Publicou em 2012 o livro “Jane Fonda: O Melhor Momento” e revelou que um dos motivos pelos quais escreveu foi para mostrar que não é assustador envelhecer. “Grande e boa época da vida é essa”, diz trecho do livro.
Ao lado da atriz Lily Tomlin, de 82 anos, ela é protagonista da série “Grace and Frankie”, que mostra as dores e as delícias do envelhecimento sem tabus.
Série Grace and Frankie mostra as delícias e dores da terceira idade – Foto: Reprodução Netflix/ND
Outras celebridades mostram longevidade e força do alto de sua experiência. É o caso da Rainha da Inglaterra, Elizabeth, de 95 anos, a governante mais velha em exercício. A rainha do pop Madonna, que aos 63 anos mantém a aparência jovem e não tem medo de ser quem é, também é inspiração. Mas, ainda assim, recebe críticas e é alvo de preconceitos por ter envelhecido.
Quem também já sofreu na pele o preconceito de idade é a atriz francesa Brigitte Bardot, de 88 anos. Ela, que já foi considerada um dos maiores símbolos sexuais dos anos 1950 e 1960, optou por envelheceu de forma natural, deixou os fios brancos e aposentou-se aos 70 anos para dedicar-se aos animais.
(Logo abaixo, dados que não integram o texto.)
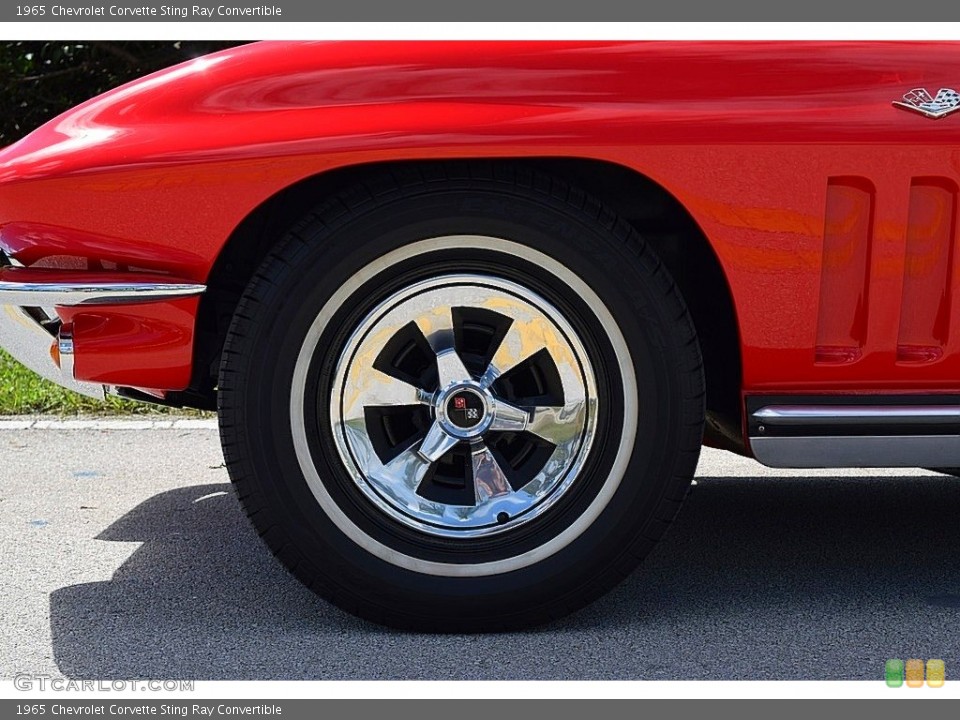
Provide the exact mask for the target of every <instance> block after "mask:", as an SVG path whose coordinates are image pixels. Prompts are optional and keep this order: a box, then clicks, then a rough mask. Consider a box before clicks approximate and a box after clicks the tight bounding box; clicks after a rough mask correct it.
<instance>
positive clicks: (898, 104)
mask: <svg viewBox="0 0 960 720" xmlns="http://www.w3.org/2000/svg"><path fill="white" fill-rule="evenodd" d="M893 104H894V105H896V106H897V107H902V108H904V109H906V110H913V111H914V112H918V113H920V114H921V115H926V116H927V117H929V118H934V119H936V118H942V117H945V116H947V115H949V114H950V113H952V112H953V111H954V110H960V93H958V92H957V91H956V90H953V89H952V88H940V90H939V91H937V96H936V97H930V93H928V92H927V90H926V88H914V89H913V90H911V91H910V92H908V93H907V94H906V95H904V96H903V102H899V101H898V102H894V103H893Z"/></svg>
À época da decisão, argumentou que estava cansada de uma vida “superficial e vazia”. No entanto, ainda é vista com olhares negativos por não se encaixar em um padrão.
Quem também sofre o preconceito de ter envelhecido é Brigitte Bardot, renomada atriz de 88 anos, que foi considerada um dos maiores símbolos sexuais dos anos 1950 e 1960 – Foto: Eric Feferberg/AFP
Processo de envelhecimento deve ser mais aceito
A psicóloga Ianka Marcele Silva Oliveira, que atua em Instituições de Longa Permanência para Idosos (ILPIs), comenta que o processo de envelhecimento precisa ser enxergado pela sociedade com outros olhos.
“Temos de parar com a infantilização do idoso e também com a ideia de que velhice é doença, incapacidade, fim da vida, como se o idoso valesse menos”, completa.
A psicóloga aponta que os idosos são vistos, principalmente, como inválidos e invisíveis, inativos sexualidade, sem desejos e necessidades. O assunto ainda é visto como um tabu.
E no caso das mulheres, que já crescem com a pressão estética, é ainda pior quando chegam aos 50 anos, ou à menopausa.
“A menopausa é como um marco para a mulher, ela percebe que está envelhecendo. Isso mexe com a autoestima, já que o corpo feminino ainda é visto como se tivesse prazo de validade”.
Por isso, ela sugere que as pessoas busquem conhecimento sobre o processo de envelhecimento, se abram para a aceitação e rompam com os preconceitos, estereótipos e a pressão estética.
“Envelhecer é um processo de vida, não é sinônimo de adoecer. E também não é igual para todo mundo. Por isso, é importante desmistificar o envelhecimento. É preciso entender o processo com respeito e igualdade”, completa.